Building in Bagheria, Italy

Villa Valguarnera is an 18th-century villa in Bagheria, in the Metropolitan City of Palermo. It is known as little Versailles.

==History==
The villa was originally designed for Princess Maria Anna of Gravina by Tommaso Napoli in 1712, and later continued by Giovan Battista Cascione after Napoli's death in 1725. It was eventually finished only in 1761, when it was inherited by Maria Anna's niece Princess Donna Maria Anna Valguarnera. Influenced bu Enlightenment, Valguarnera modified the original project, and enlisted mathematician and architect Niccolò Cento to integrate numerous Masonic symbols into the estate's interiors and grounds. Cento also designed a site plan resembling a monumental key from an aerial perspective, ending in a three-nave temple adjoining the circular courtyard. Among the guests hosted at the villa were Johann Wolfgang von Goethe, Louis Philippe I, Maria Amalia of Naples and Sicily, Maria Carolina of Austria, Karl Friedrich Schinkel, Rudolf Steiner, Carl Linnaeus, Helena Blavatsky and Jiddu Krishnamurti.

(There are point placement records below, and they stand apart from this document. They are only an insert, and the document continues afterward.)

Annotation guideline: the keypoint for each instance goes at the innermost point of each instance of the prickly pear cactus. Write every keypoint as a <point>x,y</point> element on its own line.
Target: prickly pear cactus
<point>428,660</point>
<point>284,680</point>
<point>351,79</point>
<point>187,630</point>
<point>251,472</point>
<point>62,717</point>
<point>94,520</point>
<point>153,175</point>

Differently by many historic villas of the era, the villa has not been modernized, and has preserved its original appearance. In 2015, it served as the setting for a Dolce & Gabbana commercial directed by Giuseppe Tornatore and starring Sophia Loren. In 2019, it was used as a location in Ferzan Özpetek's film The Goddess of Fortune. In 2020, it hosted the wedding ceremony between Radiohead's singer Thom Yorke and actress Dajana Roncione. In 2026, it was chosen by singer Dua Lipa and actor Callum Turner for their second wedding ceremony.